David Lynch talks about ideas and how they appear like fish in the sea. The deeper you meditate the deeper is the ocean in which the ideas swim.
I’m not in meditation right now but I feel very strongly that I shouldn’t ever talk about something that I don’t want to define. If we say/talk about/describe it, it stops, and now there’s a formula to get at it, etc. I don’t know why I feel this is correct – for me – I just do.
So let’s just say I was meditating even if I somehow think I wasn’t. I was in touch with it. I wasn’t swimming deep but I stuck my feet in. If I know that the ocean is deep enough to devour mountains, then why should I feel like my feet can only behold a depth of say, twenty meters?
I understand the idea that one can’t possibly be open to the benefits of meditation in a second – one has to commit to it. I’m just asserting that it is more than probable that one can keep their mind swimming in the background as long as you check on it from time to time. It’s the rest of the world that’s distracting us from going swimming, is it not?

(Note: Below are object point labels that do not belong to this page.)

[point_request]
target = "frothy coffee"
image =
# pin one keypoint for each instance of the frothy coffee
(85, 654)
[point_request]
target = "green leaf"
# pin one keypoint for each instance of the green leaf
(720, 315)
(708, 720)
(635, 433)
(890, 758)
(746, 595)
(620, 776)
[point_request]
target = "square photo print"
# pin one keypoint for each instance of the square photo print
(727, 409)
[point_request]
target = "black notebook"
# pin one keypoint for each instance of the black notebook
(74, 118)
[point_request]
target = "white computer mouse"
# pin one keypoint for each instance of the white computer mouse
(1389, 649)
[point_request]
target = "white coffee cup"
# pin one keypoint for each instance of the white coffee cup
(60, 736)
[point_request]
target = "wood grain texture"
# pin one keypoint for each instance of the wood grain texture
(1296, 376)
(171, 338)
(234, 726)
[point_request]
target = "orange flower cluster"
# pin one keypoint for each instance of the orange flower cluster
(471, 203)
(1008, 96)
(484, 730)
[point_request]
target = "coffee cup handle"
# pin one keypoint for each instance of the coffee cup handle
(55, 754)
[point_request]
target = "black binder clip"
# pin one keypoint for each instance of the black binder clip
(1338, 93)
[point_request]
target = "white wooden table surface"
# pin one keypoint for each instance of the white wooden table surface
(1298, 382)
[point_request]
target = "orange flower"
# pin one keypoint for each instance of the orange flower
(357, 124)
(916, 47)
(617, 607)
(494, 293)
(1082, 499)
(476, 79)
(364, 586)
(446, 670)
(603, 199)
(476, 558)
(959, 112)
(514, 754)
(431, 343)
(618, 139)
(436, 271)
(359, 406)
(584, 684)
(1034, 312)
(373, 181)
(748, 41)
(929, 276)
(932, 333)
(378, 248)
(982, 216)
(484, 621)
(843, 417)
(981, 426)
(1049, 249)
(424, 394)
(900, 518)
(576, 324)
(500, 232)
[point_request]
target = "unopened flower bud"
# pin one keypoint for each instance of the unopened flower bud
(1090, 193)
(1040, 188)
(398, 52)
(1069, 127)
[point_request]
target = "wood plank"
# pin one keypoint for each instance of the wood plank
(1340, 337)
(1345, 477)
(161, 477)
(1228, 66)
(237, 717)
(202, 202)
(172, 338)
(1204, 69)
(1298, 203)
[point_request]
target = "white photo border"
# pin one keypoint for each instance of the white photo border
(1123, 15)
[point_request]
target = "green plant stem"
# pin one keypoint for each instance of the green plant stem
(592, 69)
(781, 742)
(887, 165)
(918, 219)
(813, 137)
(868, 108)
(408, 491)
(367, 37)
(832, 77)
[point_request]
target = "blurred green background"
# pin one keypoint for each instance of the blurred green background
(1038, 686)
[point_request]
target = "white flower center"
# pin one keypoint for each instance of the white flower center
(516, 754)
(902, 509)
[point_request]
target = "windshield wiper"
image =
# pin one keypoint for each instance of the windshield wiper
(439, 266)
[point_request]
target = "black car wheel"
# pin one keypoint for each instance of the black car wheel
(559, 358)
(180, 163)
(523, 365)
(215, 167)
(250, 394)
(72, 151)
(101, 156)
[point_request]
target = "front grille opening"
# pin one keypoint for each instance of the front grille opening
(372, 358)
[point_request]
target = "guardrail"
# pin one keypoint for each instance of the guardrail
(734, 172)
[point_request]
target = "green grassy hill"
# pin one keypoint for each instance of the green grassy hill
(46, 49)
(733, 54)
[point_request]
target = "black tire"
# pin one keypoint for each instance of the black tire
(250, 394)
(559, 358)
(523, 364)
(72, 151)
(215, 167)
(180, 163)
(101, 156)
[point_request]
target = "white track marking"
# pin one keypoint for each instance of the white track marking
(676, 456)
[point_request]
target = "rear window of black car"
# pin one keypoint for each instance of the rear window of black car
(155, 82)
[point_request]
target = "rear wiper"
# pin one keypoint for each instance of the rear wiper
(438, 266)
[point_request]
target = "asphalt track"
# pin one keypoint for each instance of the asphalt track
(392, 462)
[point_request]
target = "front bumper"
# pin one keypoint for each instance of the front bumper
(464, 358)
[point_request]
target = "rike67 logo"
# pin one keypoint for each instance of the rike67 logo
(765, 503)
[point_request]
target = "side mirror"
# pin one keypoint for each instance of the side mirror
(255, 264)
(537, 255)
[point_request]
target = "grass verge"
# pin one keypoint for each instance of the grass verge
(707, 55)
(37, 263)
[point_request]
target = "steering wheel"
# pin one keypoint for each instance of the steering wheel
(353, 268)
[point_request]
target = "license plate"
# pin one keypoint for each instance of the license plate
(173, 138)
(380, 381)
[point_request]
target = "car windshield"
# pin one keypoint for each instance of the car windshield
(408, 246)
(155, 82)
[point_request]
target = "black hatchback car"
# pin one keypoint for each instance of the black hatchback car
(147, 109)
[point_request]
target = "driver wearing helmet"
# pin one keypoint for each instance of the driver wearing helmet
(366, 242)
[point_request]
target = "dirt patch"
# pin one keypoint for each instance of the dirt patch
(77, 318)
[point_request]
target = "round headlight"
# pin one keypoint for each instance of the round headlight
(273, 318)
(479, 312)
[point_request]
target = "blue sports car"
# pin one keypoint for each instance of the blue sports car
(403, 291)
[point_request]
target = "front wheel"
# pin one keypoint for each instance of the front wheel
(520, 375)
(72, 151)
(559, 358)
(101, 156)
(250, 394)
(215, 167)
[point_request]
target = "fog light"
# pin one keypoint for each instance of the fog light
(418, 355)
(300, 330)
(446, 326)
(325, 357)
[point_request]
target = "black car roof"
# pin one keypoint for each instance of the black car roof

So there’s no good to come of my saying that I wasn’t just meditating just now. I was in the water, that’s all you need to know. And in that water was something that made me think of mantras, which are as variable in definition as any animal, so mantras are now things that swim. Manta Ray = mantra. Those words got friendly pretty quick, didn’t they?
So if mantras are Manta Rays, then they’re swimming in the ocean. Are mantras ideas, or are they entities looking for ideas? Perhaps they need a mantra, or the sound/word/thing to emit in order to bring about the swimming, though it seems to me that the mantra doesn’t need to do that – it just does it. That’s why we need them.
Okay, so I was originally thinking that the concept of each person needing a special word given to them by some teacher/guru in order for them to go swimming in this ocean of consciousness is very, very unnecessary. There may be no doubt of a person needing a mantra (word/sound/thing/emittance), but it seems to me that this thing is alive in its own right, and there are many of them in the sea. The person who wants to go swimming with it just needs *that* one, not the same one every time.
And if I’m wrong, then the mantra I need just described itself to me. And it thinks of itself as morphing all the time. Or at least its view to me is that it’s morphing all the time.
So my mantra is a changing sound/chord/word/emittance to fit some occasion, the source of which may be under the water I’m aiming to swim in, so I may be interested in finding that out but need to be content with it being completely inconsequential to my interests unless I specifically hear otherwise and need to know more about it.
So mantra word substitutes is now a redundant expression. It’s just mantras now, since they are what I said they were.
The original fish that had my attention when I started this is gone. I wonder if it was the mantra to guide me here.
I just saw an article about manta rays being the first fish to be self aware. They know what they’re seeing when they see themselves in the mirror. This blog is practically writing itself right now – I’m just trying to keep up with it.
It reminds me of a quote I read once: “we can’t tell you the words of the song; we just dance to it.” Don’t look up the name of the Mantra; just swim with it.